Indian express had in 2019 reported that WhatsApp owned by Facebook had confirmed use of Pegasus to target journalists and human rights activists in India. WhatsApp made the disclosure in a lawsuit it filed in a US court in San Francisco.

In this, he alleged that the NSO group had targeted around 1,400 WhatsApp users with Pegasus. Among those then targeted in India were several human rights activists and lawyers working in tribal areas, an accused in the Elgar Parishad case, a lawyer in the Bhima Koregaon case, a Dalit activist, journalists covering defense and strategy and a professor from the University of Delhi.

However, WhatsApp was one of the attack vectors used to infiltrate the mobile phones of selected targets using Pegasus. Other known vectors include SMS and the iPhone’s iMessage service in addition to unknown vulnerabilities that a Pegasus user could exploit to install spyware.

Once the spyware is installed, Pegasus can potentially harvest most of the data on the device, including text messages, emails, WhatsApp chats, call logs, GPS data, contact lists, and forward to the attacker. It can also activate features like camera, microphone, call recording, etc. to provide monitoring capabilities to the client.

According to the NSO Group, as reported by The Wire, the leaked database is “not a list of numbers targeted by governments using Pegasus” and that it had “good reason to believe” that the leaked data ” can be part of a larger list of numbers that could have been used by customers of the NSO group for other purposes ”.

Additionally, the NSO Group disputed that Pegasus was used to target 50,000 people, suggesting that the targeting scale on all government clients was around 5,000 per year.

In its previous statements, although the government has not clearly admitted or denied the NSO Group’s purchase or use of Pegasus for surveillance, the Israeli company, in its response to the WhatsApp trial in California, noted : “… There is no doubt that the alleged use of Pegasus to message 1,400 foreign WhatsApp users in April and May 2019 was carried out by sovereign governments of foreign countries”.

“NSO is a highly regulated company that provides government agencies with an essential tool for monitoring terrorists and criminals, analogous to companies that supply the US military with planes, weapons and cyber-espionage tools,” he said. -he adds.

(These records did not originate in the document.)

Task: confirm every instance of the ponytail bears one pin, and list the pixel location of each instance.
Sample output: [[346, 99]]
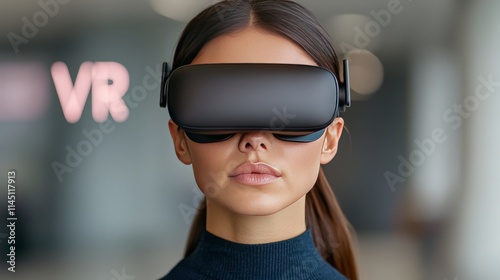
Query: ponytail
[[330, 228]]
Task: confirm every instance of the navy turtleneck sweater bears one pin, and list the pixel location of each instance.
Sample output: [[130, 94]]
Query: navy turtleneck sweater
[[217, 258]]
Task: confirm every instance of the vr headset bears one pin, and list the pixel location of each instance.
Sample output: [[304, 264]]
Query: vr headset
[[212, 102]]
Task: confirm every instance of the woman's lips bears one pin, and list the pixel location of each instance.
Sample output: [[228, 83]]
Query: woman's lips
[[255, 174]]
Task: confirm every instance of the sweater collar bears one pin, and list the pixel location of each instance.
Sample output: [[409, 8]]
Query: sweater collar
[[261, 261]]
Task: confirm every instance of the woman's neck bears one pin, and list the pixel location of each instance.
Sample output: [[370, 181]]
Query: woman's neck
[[235, 227]]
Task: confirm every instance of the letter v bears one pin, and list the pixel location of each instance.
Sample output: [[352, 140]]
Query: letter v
[[72, 98]]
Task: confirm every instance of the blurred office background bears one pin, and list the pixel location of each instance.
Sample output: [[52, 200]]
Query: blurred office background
[[417, 171]]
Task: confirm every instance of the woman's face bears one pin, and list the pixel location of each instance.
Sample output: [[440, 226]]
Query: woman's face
[[254, 173]]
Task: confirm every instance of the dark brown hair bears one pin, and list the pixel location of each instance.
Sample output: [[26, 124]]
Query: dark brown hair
[[330, 229]]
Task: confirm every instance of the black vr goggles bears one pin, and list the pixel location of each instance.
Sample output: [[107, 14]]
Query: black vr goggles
[[211, 102]]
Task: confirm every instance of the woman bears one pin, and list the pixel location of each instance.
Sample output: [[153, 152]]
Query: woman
[[270, 214]]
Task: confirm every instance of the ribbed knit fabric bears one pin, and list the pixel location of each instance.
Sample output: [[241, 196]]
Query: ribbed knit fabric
[[217, 258]]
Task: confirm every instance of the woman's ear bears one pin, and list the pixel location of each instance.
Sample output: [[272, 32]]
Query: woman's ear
[[332, 137], [180, 144]]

In a written response to Parliament in November 2019, then Minister of State for the Interior, G Kishan Reddy, said: “Section 69 of the Information Technology Act 2000 empowers the central government or state government to intercept, monitor or decrypt or cause to intercept or monitor or decrypt, any information generated, transmitted, received or stored in any computing resource in the interest of the sovereignty or integrity of the ‘India, state security, friendly relations with foreign states or public order or to prevent incitement to the commission of any offense recognized above or to investigate any offense’.

He added that the central government authorized 10 agencies to intercept communications. These are the Intelligence Bureau, the Narcotics Control Bureau, the Directorate of Enforcement, the Central Council of Direct Taxes, the Directorate of Tax Intelligence, the Central Bureau of Investigations, the National Agency for Investigations, Cabinet Secretariat (RAW), Signals Intelligence Directorate (for Jammu and Kashmir, North East and Assam service areas only) and Police Commissioner, Delhi.